El coronel está de pie y bebe con coraje, con
exasperación, con grandes y altas ideas que refluyen sobre él como grandes y
altas olas contra un peñasco y lo dejan intocado y seco, recortado y negro,
rojo y plata.
-La sacamos en un furgón, la tuve en Viamonte,
después en 25 de Mayo, siempre cuidándola, protegiéndola, escondiéndola. Me la
querían quitar, hacer algo con ella. La tapé con una lona, estaba en mi
despacho, sobre un armario, muy alto. Cuando me preguntaban qué era, les decía
que era el transmisor de Córdoba, la Voz de la Libertad.
Ya no sé dónde está el coronel. El reflejo plateado
lo busca, la pupila roja. Tal vez ha salido. Tal vez ambula entre los muebles.
El edificio huele vagamente a sopa en la cocina, colonia en el baño, pañales en
la cuna, remedios, cigarrillos, vida, muerte.
-Llueve -dice su voz extraña.
Miro el cielo: el perro Sirio, el cazador Orión.
-Llueve día por medio -dice el coronel-. Día por
medio llueve en un jardín donde todo se pudre, las rosas, el pino, el cinturón
franciscano.
Dónde, pienso, dónde.
-¡Está parada! -grita el coronel-. ¡La enterré
parada, como Facundo, porque era un macho!
Entonces lo veo, en la otra punta de la mesa. Y por
un momento, cuando el resplandor cárdeno lo baña, creo que llora, que gruesas
lágrimas le resbalan por la cara.
-No me haga caso -dice, se sienta-. Estoy borracho.

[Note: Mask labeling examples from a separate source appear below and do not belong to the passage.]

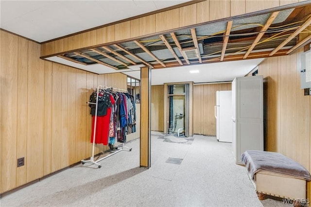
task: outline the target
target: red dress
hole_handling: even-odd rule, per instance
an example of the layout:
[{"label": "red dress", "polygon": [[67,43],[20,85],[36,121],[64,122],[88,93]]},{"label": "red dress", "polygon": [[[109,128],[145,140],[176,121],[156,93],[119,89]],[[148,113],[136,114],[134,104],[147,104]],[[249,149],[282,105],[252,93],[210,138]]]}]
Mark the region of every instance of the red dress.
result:
[{"label": "red dress", "polygon": [[[110,101],[111,104],[107,109],[107,114],[103,116],[97,117],[96,131],[95,132],[95,140],[96,144],[103,144],[107,145],[109,141],[109,131],[110,123],[110,116],[111,115],[111,104],[114,104],[115,100],[112,95],[110,95]],[[95,116],[93,116],[92,121],[92,135],[91,143],[93,143],[94,136],[94,125],[95,124]]]}]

Y largamente llueve en su memoria.
Me paro, le toco el hombro.
-¿Eh? -dice- ¿Eh? -dice.
Y me mira con desconfianza, como un ebrio que se
despierta en un tren desconocido.
-¿La sacaron del país?
-Sí.
-¿La sacó usted?
-Sí.
-¿Cuántas personas saben?
-DOS.
-¿El Viejo sabe?
Se ríe
-Cree que sabe.
-¿Dónde?
No contesta.
-Hay que escribirlo, publicarlo.
-Sí. Algún día.
Parece cansado, remoto.
-¡Ahora! -me exaspero-. ¿No le preocupa la historia?

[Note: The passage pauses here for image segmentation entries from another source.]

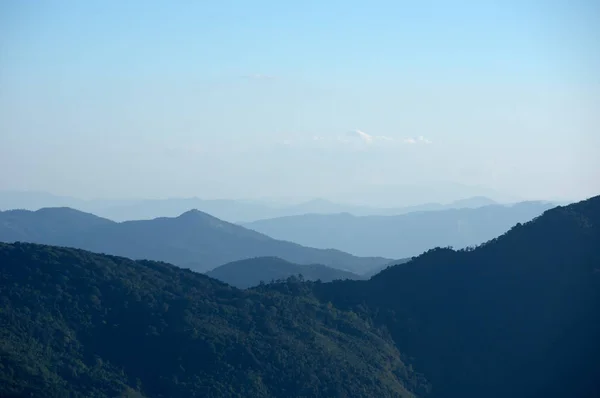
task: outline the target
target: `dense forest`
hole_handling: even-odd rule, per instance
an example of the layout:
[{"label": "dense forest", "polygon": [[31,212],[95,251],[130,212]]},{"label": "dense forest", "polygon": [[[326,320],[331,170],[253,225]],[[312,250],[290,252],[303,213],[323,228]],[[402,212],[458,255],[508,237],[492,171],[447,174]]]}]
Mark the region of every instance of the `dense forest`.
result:
[{"label": "dense forest", "polygon": [[600,197],[369,281],[0,245],[0,395],[600,396]]},{"label": "dense forest", "polygon": [[474,250],[314,286],[386,325],[436,397],[600,397],[600,197]]},{"label": "dense forest", "polygon": [[384,331],[310,294],[0,244],[2,397],[411,397]]}]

¡Yo escribo la historia, y usted queda bien, bien para siempre, coronel!
La lengua se le pega al paladar, a los dientes.
-Cuando llegue el momento... usted será el primero...
-No, ya mismo. Piense. Paris Match. Life. Cinco mil
dólares. Diez mil. Lo que quiera.
Se ríe.
-¿Dónde, coronel, dónde?
Se para despacio, no me conoce. Tal vez va a preguntarme
quién soy, qué hago ahí.
Y mientras salgo derrotado, pensando que tendré que
volver, o que no volveré nunca. Mientras mi dedo índice inicia ya ese
infatigable itinerario por los mapas, uniendo isoyetas, probabilidades,
complicidades. Mientras sé que ya no me interesa, y que justamente no moveré un
dedo, ni siquiera en un mapa, la voz del coronel me alcanza como una revelación.
-Es mía -dice simplemente-. Esa mujer es mía.